I actually don't think just shipping people into care homes would make it safer for them even if it was possible. Vulnerable people are much safer in smaller bubbles sheltering in their own homes that some care home which will have far more opportunities for transmission.
Testing isn't just about funding like you say. The government have been under fire for testing for ages and they are of course trying to increase capacity their target is to get 500k tests per day by the end of the month, still far short of the required to do what you suggest. There's almost 300k tests done per day now and your asking for another possible 881k tests per day on top of that, doesn't matter how much money you throw at this there is a limit to how many labs we have and how many qualified people we have to work in these labs. Not to mention we'll need to get much larger quantities of the ingredients for these tests which we've had issues with even when doing the number of cases were currently doing.
Moving NHS workers isn't going to work as of course just like with carers there's not an abundance of staff. They couldn't even staff the Nightingale hospital properly during the last wave which is why it didn't receive many patients and why some patients had to be turned away. Especially during a 2nd wave the NHS staff we have will be needed in hospitals especially if the plan is just to let the virus run rampant through the population as you suggest.
The idea of isolating vulnerable people will simply not work. Best way we can protect the vulnerable is to ensure there are fewer cases in the population in general so it's less likely that these vulnerable will come into contact with someone who is positive. Allowing the rest of the population just "get on with it" and see huge numbers of healthy young people get infected only puts these vulnerable types at greater risk no matter what measures you put in place.

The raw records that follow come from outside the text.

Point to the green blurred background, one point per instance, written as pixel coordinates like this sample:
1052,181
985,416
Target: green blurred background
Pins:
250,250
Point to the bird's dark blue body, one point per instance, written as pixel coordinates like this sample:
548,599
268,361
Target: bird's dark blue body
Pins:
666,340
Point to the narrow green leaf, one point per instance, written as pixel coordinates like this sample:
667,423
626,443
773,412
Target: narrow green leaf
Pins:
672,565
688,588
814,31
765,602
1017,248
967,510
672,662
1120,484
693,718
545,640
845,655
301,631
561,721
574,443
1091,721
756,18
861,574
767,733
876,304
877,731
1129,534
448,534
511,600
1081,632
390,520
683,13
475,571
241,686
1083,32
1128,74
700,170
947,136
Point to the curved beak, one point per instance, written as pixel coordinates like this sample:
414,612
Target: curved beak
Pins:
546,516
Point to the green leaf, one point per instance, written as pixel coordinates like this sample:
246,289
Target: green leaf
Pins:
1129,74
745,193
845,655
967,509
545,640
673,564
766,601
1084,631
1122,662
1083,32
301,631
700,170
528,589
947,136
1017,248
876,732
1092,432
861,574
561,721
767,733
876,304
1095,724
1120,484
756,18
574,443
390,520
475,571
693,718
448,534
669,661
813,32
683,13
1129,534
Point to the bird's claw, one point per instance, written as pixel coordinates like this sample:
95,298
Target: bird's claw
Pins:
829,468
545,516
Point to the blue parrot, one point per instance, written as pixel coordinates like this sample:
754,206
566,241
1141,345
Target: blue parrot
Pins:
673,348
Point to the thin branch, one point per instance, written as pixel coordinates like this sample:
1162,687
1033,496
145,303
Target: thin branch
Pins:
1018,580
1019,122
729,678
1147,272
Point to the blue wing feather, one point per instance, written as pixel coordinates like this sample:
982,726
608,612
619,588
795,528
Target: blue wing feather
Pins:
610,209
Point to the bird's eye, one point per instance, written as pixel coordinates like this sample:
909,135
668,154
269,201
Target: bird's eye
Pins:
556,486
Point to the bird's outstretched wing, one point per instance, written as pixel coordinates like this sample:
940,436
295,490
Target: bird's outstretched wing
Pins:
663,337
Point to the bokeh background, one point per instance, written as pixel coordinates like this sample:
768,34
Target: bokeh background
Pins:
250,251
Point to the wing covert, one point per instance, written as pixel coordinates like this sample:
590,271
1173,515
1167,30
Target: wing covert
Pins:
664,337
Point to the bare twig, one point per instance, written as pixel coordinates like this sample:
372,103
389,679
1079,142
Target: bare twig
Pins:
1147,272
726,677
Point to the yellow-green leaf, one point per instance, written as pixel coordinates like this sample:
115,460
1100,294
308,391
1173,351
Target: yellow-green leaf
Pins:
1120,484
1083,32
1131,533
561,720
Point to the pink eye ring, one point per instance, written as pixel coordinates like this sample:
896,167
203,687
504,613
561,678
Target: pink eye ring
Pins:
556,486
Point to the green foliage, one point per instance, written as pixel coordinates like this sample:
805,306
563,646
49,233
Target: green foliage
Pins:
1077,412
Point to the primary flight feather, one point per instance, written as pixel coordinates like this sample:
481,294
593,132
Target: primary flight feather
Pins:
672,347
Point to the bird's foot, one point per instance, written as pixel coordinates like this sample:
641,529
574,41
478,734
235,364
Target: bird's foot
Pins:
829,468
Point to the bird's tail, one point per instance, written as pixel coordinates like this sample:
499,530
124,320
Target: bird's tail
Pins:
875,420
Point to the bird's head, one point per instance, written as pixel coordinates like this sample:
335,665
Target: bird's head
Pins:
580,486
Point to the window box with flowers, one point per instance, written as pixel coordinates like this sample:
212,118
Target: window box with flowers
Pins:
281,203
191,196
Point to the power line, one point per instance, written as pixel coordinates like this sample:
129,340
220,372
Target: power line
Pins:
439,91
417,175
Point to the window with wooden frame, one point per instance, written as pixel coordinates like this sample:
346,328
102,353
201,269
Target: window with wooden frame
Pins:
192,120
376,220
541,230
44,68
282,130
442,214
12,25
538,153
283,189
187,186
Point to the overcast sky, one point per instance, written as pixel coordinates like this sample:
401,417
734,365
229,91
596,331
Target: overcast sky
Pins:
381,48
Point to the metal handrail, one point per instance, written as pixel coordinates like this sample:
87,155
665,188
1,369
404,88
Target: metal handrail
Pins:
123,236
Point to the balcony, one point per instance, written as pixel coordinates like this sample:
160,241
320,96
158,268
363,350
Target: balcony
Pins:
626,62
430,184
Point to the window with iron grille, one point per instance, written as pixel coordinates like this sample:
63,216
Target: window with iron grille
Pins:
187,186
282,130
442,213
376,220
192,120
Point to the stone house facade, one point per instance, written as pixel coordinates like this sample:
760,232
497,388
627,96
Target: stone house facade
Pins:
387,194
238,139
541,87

Yes at this point the only thing we can do is lock down. We've allowed this thing to run rampant to the point where anything else like the half measures the government have been using will be ineffective.Good post. Solid logic supported by data and obviously some relevant experience.
What compounds things of course is that people are currently being infected at such a rate in the UK only a lockdown can return things to manageable proportions again. That has to be the priority for the moment.